Sour Black – 10 Months Aged

God I love sour beers. I think it has something to do with my love for wine as well. The best sours out there are the closest thing in the beer world that brings the complexity wine has, especially those with fruit added or aged in wine barrels.

This 3 gallon sour black is the third in a “line” of sour beers I have been trying to somewhat stagger, the first being the Sour Red (All the Yeast), then the Sour Blonde #1, and now this. I like the idea of having different sours, and better yet, like the idea of possibly blending if something goes wrong or if some don’t turn out as good as the others.

The real danger of aging sours is oxygen exposure, which if not carefully monitored and taken care of, can result in some seriously bad off flavors…or so I’ve heard. Incidentally, the Sour Red is not filled to the neck of the carboy and it’s still in the primary, where as the Sour Blonde is filled to the neck and in secondaries.

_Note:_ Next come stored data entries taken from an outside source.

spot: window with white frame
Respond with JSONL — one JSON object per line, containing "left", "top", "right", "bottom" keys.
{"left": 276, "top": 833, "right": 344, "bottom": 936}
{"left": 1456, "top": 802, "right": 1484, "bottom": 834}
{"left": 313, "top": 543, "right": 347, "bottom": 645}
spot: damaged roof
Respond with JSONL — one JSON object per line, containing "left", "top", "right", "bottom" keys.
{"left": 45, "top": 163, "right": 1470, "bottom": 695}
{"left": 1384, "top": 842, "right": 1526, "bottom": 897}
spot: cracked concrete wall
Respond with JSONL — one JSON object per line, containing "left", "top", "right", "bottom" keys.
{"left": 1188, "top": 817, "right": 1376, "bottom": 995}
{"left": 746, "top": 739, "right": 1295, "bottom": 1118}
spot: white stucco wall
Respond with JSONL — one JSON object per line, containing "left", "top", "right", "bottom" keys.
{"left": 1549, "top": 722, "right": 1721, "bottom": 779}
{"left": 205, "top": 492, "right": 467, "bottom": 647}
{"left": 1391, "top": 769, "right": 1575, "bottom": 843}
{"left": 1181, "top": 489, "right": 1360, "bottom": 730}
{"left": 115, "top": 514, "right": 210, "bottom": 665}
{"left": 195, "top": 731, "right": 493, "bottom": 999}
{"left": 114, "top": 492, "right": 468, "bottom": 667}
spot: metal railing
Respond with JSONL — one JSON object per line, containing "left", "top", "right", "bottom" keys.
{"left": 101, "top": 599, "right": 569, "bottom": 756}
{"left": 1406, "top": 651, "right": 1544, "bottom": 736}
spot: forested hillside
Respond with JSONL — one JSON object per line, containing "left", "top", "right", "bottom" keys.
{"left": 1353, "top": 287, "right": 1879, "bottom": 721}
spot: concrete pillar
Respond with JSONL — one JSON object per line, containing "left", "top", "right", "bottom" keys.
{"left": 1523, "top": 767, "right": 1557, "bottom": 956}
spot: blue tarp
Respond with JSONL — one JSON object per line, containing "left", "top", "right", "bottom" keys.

I have only tried one of them (the 1 gallon Ladyface Sour Red), but the rest I’m going to let sit. I think I will only try the rest of them after they’ve all sat about 8 months to avoid oxygen and purge the head space with CO2 when I do, and then do a prayer to the CO2 gods to work their magic.

Recipe:

Batch Size: 2.75 Gallons
Target OG: 1.064
SRM: 34
Est ABV: 6%
IBU: 13
Boil Time: 60

Malt:
48.5% – Maris Otter
29.7% – American Wheat
8.2% – Crystal 80L
8.2% – Flaked Oats
5.5% – Carafa III

Hops:
.75 oz Hallertauer Mittelfrüh (2.4% AA) @ 60 Min

Yeast, dregs from:
Beachwood Propagation Series #128
Ladyface Vallis Aurea
Libertine Wild IPA
My Brett Claussenii IPA
Growler with Lacto in it

Here’s what went down:

Brewed 6/25/16:

2 grams of Calcium Chloride to the main mash water (3 gallons), which was not cut with distilled water. Mashed in at 160F initially, but brought it down with some cold water to 156F. The pH was close to 5.6. I added a little lactic acid to bring it down. Collected 3.5 gallons at 1.067 post-boil.

Pulled off a gallon for the Black Lager with Brett.

Left with almost 3 gallons. Pitched the dregs listed above in the recipe and pictured below.

IMG_8142

6/26/16: There are some bubbles on top, but it doesn’t look like activity though, rather it looks like bubbles lingering still from the initial transfer.

6/27/16: Actual activity. It’s been in the mid-90s in the garage during the day, which now makes me a bit nervous reading this on the Sour Beer Blog: “Acetone on the other hand tends to be produced by an overactive fermentation by either Saccharomyces or Brettanomyces in which the yeast is too hot. To avoid acetone, keep your fermentation’s temperature controlled and in general under 75º F”.

I know Highland Park Brewery in hot summer L.A. has aged some of their barrel-aged sours in their parking lot outside, and every sour beer they have released has been wonderful. So let the prayers begin.

6/29/16: Activity is complete, and by complete, I mean the krausen has fallen. Transferred to a 3 gallon carboy for extended aging. I was shy on my volume so I was not able to fill it entirely to the neck.

12/10/16: This tastes amazing. I actually think it’s done, but I’m going to wait to see about blending it. I might just use it as is though. The gravity is at 1.006.

2/26/17: This still tastes great. Really fruity with soft acidity. Gravity seemed to be at 1.010, but I must have a slight misreading as I doubt it rose in gravity.

5/2/17: Kegged!

5/17/17 Tasting notes:

This is really good. It has a nice dark plum oak thing going on, yet no oak was put into this. It might be better with some raspberries or something like that, but it’s hard to say. It’s great as is. The body is good and full and the head retention actually holds pretty well, which is hard to do with sours. Happy all around!

Tasting it on video:

I took the slurry and used it for another sour.